Financial product regulation in India seems to fall into two extremes. In some products, there is so little regulation that the investor is left to fend for himself. In others, investor protection is taken so far that he is offered no opportunity to do his own homework.

SEBI's new rules on performance advertisements by mutual funds seem to fall into the latter category.

Calendar quarter rule

Until now, the rules governing mutual fund performance advertisements were a simple affair. Funds were required to present returns for less than one year in absolute terms and those for more than one year in compounded annualised returns. But SEBI's circular in August tweaking the rules for performance ads, introduces many complications.

For one, for schemes that have existed for more than three years, fund houses will now be required to provide the returns since inception and “for as many twelve-month periods as possible for the last three years, such periods being counted from the last day of the calendar quarter preceding the date of the ad”.

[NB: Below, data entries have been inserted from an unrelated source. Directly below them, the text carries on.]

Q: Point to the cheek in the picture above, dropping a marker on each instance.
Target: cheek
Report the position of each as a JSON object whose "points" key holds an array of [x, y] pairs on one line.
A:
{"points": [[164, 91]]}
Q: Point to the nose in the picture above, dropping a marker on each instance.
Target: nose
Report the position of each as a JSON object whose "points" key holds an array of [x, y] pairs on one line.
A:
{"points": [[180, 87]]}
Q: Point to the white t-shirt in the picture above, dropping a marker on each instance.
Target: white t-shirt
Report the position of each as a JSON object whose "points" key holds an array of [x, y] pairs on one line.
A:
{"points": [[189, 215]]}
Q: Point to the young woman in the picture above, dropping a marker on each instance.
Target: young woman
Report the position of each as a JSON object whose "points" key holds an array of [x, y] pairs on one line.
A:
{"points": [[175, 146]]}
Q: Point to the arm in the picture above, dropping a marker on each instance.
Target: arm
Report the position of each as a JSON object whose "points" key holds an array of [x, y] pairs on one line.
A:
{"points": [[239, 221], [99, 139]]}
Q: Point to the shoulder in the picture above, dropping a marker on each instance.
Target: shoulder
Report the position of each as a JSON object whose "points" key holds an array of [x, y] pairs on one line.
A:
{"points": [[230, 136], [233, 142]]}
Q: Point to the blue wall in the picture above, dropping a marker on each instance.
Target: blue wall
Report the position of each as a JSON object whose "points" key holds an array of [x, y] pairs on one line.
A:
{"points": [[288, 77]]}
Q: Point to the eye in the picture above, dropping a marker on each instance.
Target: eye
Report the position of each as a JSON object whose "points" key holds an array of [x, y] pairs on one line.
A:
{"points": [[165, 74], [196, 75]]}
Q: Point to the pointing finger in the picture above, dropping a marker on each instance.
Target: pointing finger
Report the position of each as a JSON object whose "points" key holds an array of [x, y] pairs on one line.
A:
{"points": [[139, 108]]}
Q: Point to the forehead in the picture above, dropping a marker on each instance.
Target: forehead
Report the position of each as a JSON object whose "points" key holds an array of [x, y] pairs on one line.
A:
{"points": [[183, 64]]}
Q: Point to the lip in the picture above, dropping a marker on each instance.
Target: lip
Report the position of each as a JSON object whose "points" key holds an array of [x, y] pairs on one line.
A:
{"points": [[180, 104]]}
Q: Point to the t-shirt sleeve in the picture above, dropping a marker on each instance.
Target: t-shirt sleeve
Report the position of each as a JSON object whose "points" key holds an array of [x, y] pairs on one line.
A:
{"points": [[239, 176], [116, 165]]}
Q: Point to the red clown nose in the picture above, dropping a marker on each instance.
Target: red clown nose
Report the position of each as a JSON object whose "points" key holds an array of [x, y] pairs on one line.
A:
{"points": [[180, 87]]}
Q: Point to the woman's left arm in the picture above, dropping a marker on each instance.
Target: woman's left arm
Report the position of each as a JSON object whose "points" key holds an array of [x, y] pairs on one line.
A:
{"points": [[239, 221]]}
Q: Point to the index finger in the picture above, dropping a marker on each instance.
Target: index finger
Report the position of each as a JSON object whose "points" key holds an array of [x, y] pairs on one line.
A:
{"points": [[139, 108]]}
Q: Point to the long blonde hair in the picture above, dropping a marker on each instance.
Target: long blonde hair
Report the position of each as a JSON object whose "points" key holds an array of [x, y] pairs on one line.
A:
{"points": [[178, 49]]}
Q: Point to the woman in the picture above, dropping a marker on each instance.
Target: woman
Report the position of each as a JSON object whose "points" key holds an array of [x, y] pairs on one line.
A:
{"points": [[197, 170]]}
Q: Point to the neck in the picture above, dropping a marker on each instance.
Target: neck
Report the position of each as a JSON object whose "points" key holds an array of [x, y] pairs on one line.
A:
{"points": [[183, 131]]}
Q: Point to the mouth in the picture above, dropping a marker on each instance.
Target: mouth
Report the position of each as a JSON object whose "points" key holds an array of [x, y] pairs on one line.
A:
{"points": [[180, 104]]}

If that has your head reeling, what it means is that a fund should advertise its performance for one-year at a time, for standard end-of-quarter dates (that is, March 31, June 30, September 30 and December 31). If a fund you own advertises its returns today (September 4), it can only do so for the year ending June 30 and not any later.

Now, what SEBI is trying to do with this rule is to ensure comparability of returns across schemes. This way, fund houses will not have the leeway to advertise their returns for short and arbitrarily chosen periods. However, the flip side of this rule is that fund houses may not be able to present their latest return picture to investors. A lot can change with returns over a quarter, especially with equity funds. After the bloodbath in stocks, equity fund returns today may bear no resemblance to those on June 30. An investor choosing funds would certainly be better off knowing which funds fared well in the most recent period rather than those that fared well in the year ended June 30. In any case, an investor selecting funds should scarcely be doing it based on the performance claims from the fund house.

Little practical insight

To get an objective picture on performance, it is best that he compares across a category of funds on 1-, 3- and 5-year returns provided by a third-party. Then there is the rule that whenever a scheme's returns are advertised, the ad should also include data for all the other schemes managed by the same fund manager. This rule is probably in place to ensure that fund managers don't play favourites, pumping up the performance of one fund while neglecting others. However, such data may offer little practical insight to the investor. After all, fund managers seldom manage many schemes in the same category.

A manager of a large-cap fund may also oversee a mid-cap fund or a theme fund. In that case, a return comparison of the different categories of funds within the same house would have limited relevance to an investor. After all, an investor decides to buy a diversified, theme or mid-cap fund based on his own risk profile. What he is looking for is return information on all funds in a category managed by different houses.